Twitter will increase its 140-character limit to 10,000 characters for direct messages, which are private. This change will especially benefit companies and others who use DMs for back-and-forth customer service.

Twitter now provides campaign insights for advertisers to see aggregate demographic data about the people their ads reached vs. engaged, and then apply filters to better target their ad audience.

Twitter announced it is testing products and places collections, which could be the start of ecommerce on Twitter.
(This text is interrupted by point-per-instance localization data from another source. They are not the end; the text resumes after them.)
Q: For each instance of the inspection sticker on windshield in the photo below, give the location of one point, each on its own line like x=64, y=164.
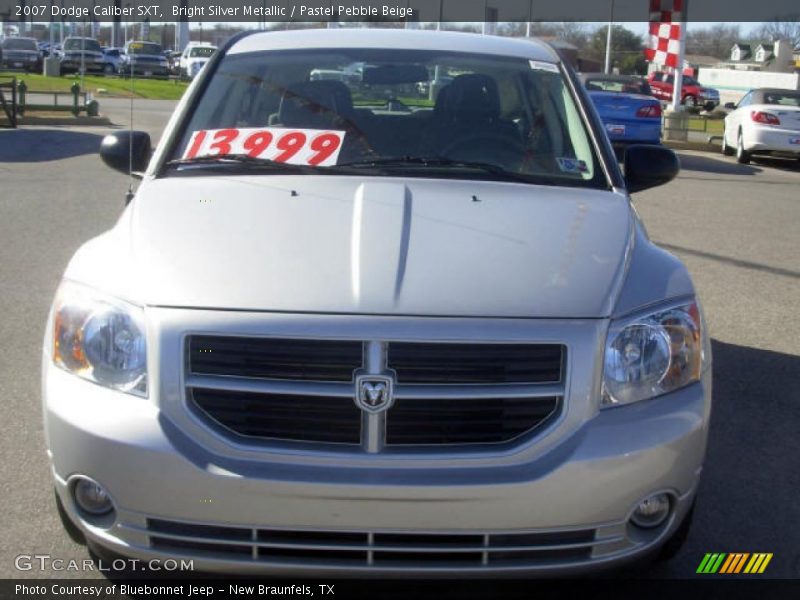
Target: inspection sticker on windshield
x=572, y=165
x=316, y=147
x=538, y=65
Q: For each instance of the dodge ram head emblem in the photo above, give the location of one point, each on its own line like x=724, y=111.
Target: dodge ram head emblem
x=374, y=393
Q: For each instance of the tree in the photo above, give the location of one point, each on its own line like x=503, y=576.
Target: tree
x=779, y=30
x=627, y=50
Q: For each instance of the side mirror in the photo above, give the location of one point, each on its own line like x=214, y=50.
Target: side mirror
x=649, y=166
x=124, y=150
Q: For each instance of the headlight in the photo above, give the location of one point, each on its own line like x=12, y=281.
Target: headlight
x=653, y=354
x=100, y=339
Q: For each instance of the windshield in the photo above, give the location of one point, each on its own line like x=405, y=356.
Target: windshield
x=19, y=44
x=622, y=86
x=79, y=44
x=143, y=48
x=396, y=113
x=202, y=52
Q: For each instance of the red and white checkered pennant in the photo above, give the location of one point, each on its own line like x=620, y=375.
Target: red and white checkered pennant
x=665, y=32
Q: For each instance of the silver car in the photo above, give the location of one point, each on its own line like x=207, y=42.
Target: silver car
x=352, y=330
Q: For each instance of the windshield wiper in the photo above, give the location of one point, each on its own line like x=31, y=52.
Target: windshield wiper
x=243, y=160
x=438, y=162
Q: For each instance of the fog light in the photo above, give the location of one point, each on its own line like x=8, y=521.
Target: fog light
x=91, y=497
x=652, y=511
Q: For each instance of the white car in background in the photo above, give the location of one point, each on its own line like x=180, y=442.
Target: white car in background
x=766, y=121
x=194, y=58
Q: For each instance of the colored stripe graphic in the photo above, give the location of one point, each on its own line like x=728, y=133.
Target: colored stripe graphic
x=734, y=563
x=726, y=566
x=758, y=563
x=711, y=563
You can see these collections by visiting the Twitter pages of a select group of brands and influencers who have curated posts and content. To access the new feature on iOS or Android, you must update your Twitter app.

To show more people the best of Twitter, the company is planning to release Project Lightning, a new feature that will curate currently trending event-based collections of tweets, images and videos and show them to logged-in and logged-out users across a number of syndicated platforms as well as on the Twitter app.

To "accelerate Twitter's internal machine learning efforts," the company has acquired machine-learning technology firm Whetlab. Twitter's specific plans have not been disclosed; however, recent job listings show that Twitter plans to bolster its artificial intelligence capabilities by building a new Twitter Cortex team that will "build, scale and maintain the backbone of our online learning systems."

Twitter is trying to open doors to Cuba to give Cubans access to the microblogging service via text message on mobile phones. Internet service remains slow in the country and reaches only an estimated five percent of the population.

Yelp has started outing businesses for review fraud. The review site now shows the incriminating evidence within a business's profile if they were "caught red-handed" trying to compensate someone for writing a review.

Apple posted a job listing looking for editors for Apple News, which leads many to think that the new app will rely on human editors to find and curate news stories.

Pinterest began rolling out its promised Buyable Pins in the Pinterest app, initially for iPhone and iPad. The new feature enables people to buy products directly in the app. Pinterest does not take a cut of the purchase transactions, and is counting on retailers' wanting to promote their Buyable Pins through ads.

Yoast announced a new free plug-in for WordPress called Yoast Comment Hacks, which bundles five previously separate modules all aimed at improving the comment system in a WordPress site.

The newly available .sucks top-level domain attracted at least 3,400 early registrants (at about $2,500 per domain), including many big brands and celebrities. The TLD is now open to the public.

Yahoo has been spotted displaying Google search results in Yahoo Search. The company confirmed it is testing other providers besides Bing, something that is allowed under Yahoo's recently renegotiated contract with Microsoft.

New Java installs will set Yahoo as the user's search engine and home page by default because Yahoo signed a three-year agreement with Oracle that is aimed at increasing Yahoo's user base.